Staff presented a series of substantive edits to the City of Fairview's development-code final draft during an extended agenda item on Jan. 13, drawing sustained commissioner discussion on traffic studies, character districts, slopes and scenic buffers.
Traffic-impact studies: Staff noted the draft reinstates a broad traffic-analysis requirement. "All residential projects will require traffic impact studies," planning staff said, explaining the public draft's lower threshold of 40 units was revised and staff ultimately proposed requiring studies for all developments so the city collects uniform data. Commissioners pushed back: Mayor Anderson and others said requiring studies for small projects (commonly defined as three lots in the transcript) is expensive and excessive for minor infill, and urged a numeric threshold or a case-by-case waiver. Commissioners discussed a staff proposal to give conceptual-plan reviewers or staff discretion to require a study; staff and commissioners agreed to consider alternatives and to refine a threshold before the Feb. 5 vote.

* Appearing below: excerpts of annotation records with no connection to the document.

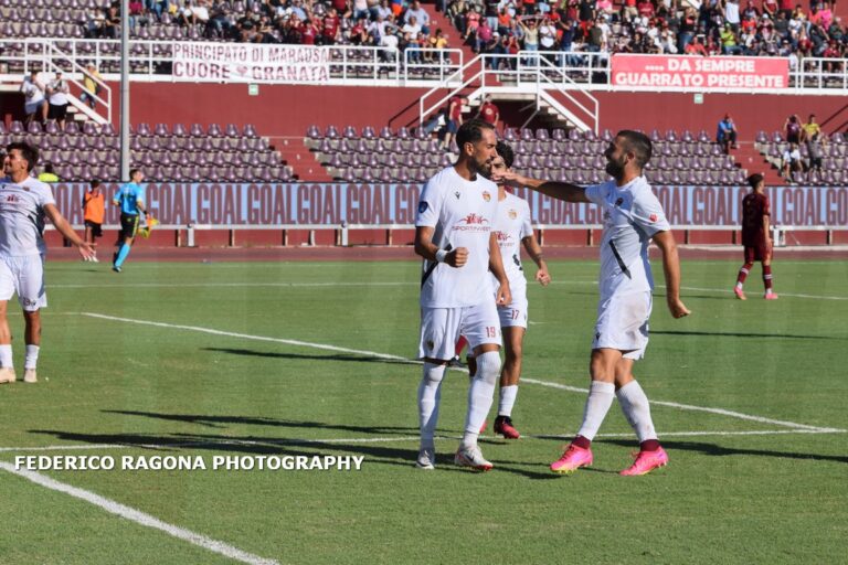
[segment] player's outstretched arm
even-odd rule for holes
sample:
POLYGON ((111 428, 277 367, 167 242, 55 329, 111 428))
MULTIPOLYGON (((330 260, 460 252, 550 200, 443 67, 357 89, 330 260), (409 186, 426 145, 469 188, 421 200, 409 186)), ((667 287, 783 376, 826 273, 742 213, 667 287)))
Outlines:
POLYGON ((662 252, 662 273, 666 275, 666 302, 671 316, 682 318, 692 313, 680 300, 680 259, 677 255, 677 243, 671 232, 658 232, 654 243, 662 252))
POLYGON ((91 257, 94 255, 94 246, 87 242, 84 242, 76 232, 67 223, 67 220, 62 215, 59 209, 54 204, 45 204, 44 213, 47 214, 50 221, 53 222, 55 228, 65 236, 72 244, 80 250, 80 255, 83 257, 91 257))
POLYGON ((586 189, 569 182, 530 179, 518 174, 515 171, 496 172, 492 174, 491 180, 497 183, 506 182, 512 186, 527 186, 528 189, 532 189, 558 200, 564 200, 565 202, 590 202, 586 198, 586 189))
POLYGON ((495 232, 489 236, 489 270, 498 279, 498 291, 495 295, 495 301, 498 306, 506 306, 512 301, 512 291, 509 289, 509 279, 504 269, 504 258, 500 255, 498 236, 495 232))
POLYGON ((539 267, 539 270, 536 271, 536 280, 543 287, 547 287, 551 282, 551 275, 548 273, 548 264, 542 258, 542 248, 539 242, 536 241, 536 234, 528 235, 521 239, 521 243, 524 245, 527 254, 533 259, 536 266, 539 267))
POLYGON ((430 226, 416 226, 415 227, 415 253, 421 255, 427 260, 435 260, 445 263, 452 267, 462 267, 468 262, 468 249, 465 247, 457 247, 456 249, 439 249, 433 243, 433 232, 435 230, 430 226), (444 252, 444 253, 442 253, 444 252))

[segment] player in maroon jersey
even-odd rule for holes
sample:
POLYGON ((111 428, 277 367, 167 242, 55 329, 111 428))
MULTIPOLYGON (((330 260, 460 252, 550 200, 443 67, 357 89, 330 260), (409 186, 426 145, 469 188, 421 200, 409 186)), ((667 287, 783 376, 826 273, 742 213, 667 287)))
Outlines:
POLYGON ((777 295, 772 290, 772 237, 770 235, 771 210, 768 196, 765 195, 765 182, 760 173, 748 178, 751 193, 742 199, 742 245, 745 247, 745 264, 739 269, 736 286, 733 292, 740 300, 745 300, 742 285, 754 262, 763 265, 763 285, 765 299, 776 300, 777 295))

Character districts and lot standards: Staff described changes to the definition of a "development site" (raising the metric from 20 acres to requiring both 150 lots and 50 acres before mixed-use districting applies) and revised character-district rules. Newly annexed properties would initially be zoned CD-2 at one home per three acres (staff noted Williamson County is commonly one per five acres). Staff also proposed garage and driveway standards (12x22 single-car; 24x24 double-car; driveway entrance width rules) and adjusted lot-width and setback metrics for CD-2, CD-3L, and CD-4; commissioners asked for additional clarity in how alley-loaded lots and alley setbacks work and how that affects emergency access.
Steep slopes, hilltops and drainage easements: Staff said the final draft reduced some steep-slope protection metrics (for example, reducing a 40% undisturbed requirement to 30% in a particular band, and changing other thresholds from 100% to 90%). The draft adds a prohibition on fences within drainage easements and increases rear setbacks to provide space for easements. Staff also discussed the difficulty of defining hilltops at a fixed elevation in Fairview's varied topography and offered to provide elevation data for commissioners to review. Commissioners asked staff to consult traffic engineers and to gather metric thresholds and options for an upcoming joint work session.
Scenic-street buffers and rural-retreat uses: Staff retained and adjusted scenic-street buffer provisions for several named roads (including Cox Pike and Northwest Highway) with a 100-foot minimum buffer depth from the right of way, 50% of which must be undisturbed and 20% of the disturbed area screened. The draft clarifies the rural-retreat definition and confirms rural retreats are permitted conditionally in CD-2 with certain recreational amenities allowed and other amenities requiring Board of Zoning Appeals review.
Process and schedule: Staff proposed a joint work session with the Board of Commissioners before a planning commission vote; staff and commissioners discussed possible dates in late January and February. Staff said the map is nearly complete and that the planning commission would vote on the final draft on Feb. 5, 2026, with multiple public hearings to follow.
What to watch: thresholds for traffic studies and what constitutes a "development" (three lots vs. a higher number), the final steep-slope protections and how the hilltop elevation baseline is set, and whether staff discretion will be formalized for requiring traffic studies on small projects.